HÜKÜM: Yukarıda açıklanan gerekçelerle;1-HMK’nın 353/1.b.1 maddesi uyarınca, davalı vekilinin istinaf başvurusunun esastan reddine, 3-Davalı vekili tarafından yatırılan istinaf peşin ve başvuru harcının Hazineye gelir kaydına; bakiye 260,83 TL istinaf karar harcının davalıdan tahsiline Hazineye gelir kaydına, 4-Davalı vekili tarafından istinaf kanun yoluna başvuru için yapılan masrafların kendi üzerinde bırakılmasına, 5-Gerekçeli kararın ilk derece mahkemesince taraflara tebliğine, 6-Dosyanın, kararı veren ilk derece mahkemesine gönderilmesine dair; HMK’nın 353/1.b.1 maddesi uyarınca dosya üzerinde yapılan inceleme sonucunda, davanın esası bakımından oy birliğiyle, davalı taraftan alınması gereken nispi istinaf harcı yönünden Üye Hâkim …’nun karşı oyuyla ve oy çokluğuyla, kesin olarak karar verildi. 09.03.2023
KANUN YOLU: HMK’nın 362/1.a maddesi uyarınca, dava konusunun değerine göre karar kesindir.

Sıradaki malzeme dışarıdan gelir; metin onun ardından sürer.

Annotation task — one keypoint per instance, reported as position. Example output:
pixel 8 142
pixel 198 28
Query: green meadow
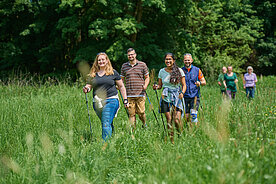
pixel 45 138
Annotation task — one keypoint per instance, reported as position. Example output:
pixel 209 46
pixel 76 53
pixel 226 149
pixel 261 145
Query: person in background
pixel 172 79
pixel 135 74
pixel 194 79
pixel 221 79
pixel 103 80
pixel 249 82
pixel 230 83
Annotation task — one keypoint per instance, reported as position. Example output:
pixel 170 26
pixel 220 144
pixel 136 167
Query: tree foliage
pixel 50 35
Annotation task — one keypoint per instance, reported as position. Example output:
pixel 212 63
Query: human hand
pixel 126 104
pixel 86 89
pixel 197 83
pixel 145 87
pixel 155 86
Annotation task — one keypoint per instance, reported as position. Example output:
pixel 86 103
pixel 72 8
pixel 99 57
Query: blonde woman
pixel 249 82
pixel 103 80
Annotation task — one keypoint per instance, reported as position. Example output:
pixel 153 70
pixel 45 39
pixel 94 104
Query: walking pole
pixel 159 108
pixel 152 108
pixel 123 103
pixel 88 114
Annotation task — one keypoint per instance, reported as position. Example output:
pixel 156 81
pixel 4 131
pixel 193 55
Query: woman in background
pixel 249 82
pixel 172 79
pixel 230 83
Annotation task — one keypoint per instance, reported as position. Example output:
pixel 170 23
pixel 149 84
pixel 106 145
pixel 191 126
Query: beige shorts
pixel 136 105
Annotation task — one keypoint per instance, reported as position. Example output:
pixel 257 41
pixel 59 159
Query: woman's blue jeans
pixel 250 92
pixel 106 115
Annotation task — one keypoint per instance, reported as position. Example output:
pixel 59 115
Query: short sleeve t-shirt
pixel 221 79
pixel 135 78
pixel 165 77
pixel 105 86
pixel 230 82
pixel 250 79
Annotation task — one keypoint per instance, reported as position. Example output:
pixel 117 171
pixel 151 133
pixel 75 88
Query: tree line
pixel 45 36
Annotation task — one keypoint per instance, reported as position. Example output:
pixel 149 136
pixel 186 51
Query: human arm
pixel 224 83
pixel 202 81
pixel 184 87
pixel 147 79
pixel 87 88
pixel 255 80
pixel 243 81
pixel 219 80
pixel 159 85
pixel 122 89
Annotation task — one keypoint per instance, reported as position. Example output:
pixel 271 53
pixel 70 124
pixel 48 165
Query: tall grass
pixel 45 138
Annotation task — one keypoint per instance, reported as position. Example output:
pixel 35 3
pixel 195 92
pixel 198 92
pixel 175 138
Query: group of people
pixel 180 90
pixel 227 81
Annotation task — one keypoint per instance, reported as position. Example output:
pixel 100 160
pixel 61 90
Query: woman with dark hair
pixel 249 82
pixel 103 80
pixel 172 79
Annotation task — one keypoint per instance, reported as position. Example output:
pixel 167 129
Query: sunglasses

KARŞI OY: Nisbi harca tabi olan davalarda, özellikle 492 sayılı Harçlar Kanunu ile bağlı tarife hükümleri, 5235 sayılı Kanun ve ilgili tüm yasal mevzuat, ulusal ve uluslararası yargı kararları kapsamında, ilk derece mahkeme kararı kaldırılarak esas hakkında karar verilmedikçe Bölge Adliye Mahkemelerinde istinaf kanun yoluna başvuran davalıdan başvuru aşamasında ve istinaf başvurusunda nisbi değil maktu karar ve ilam harcı alınması gerektiği kanaati nedeniyle, çoğunluğun nisbi harç alınmasına dair görüşüne katılmadığımı ve hükmün ilgili bentlerine muhalif kaldığıma dair görüşümü bildiririm.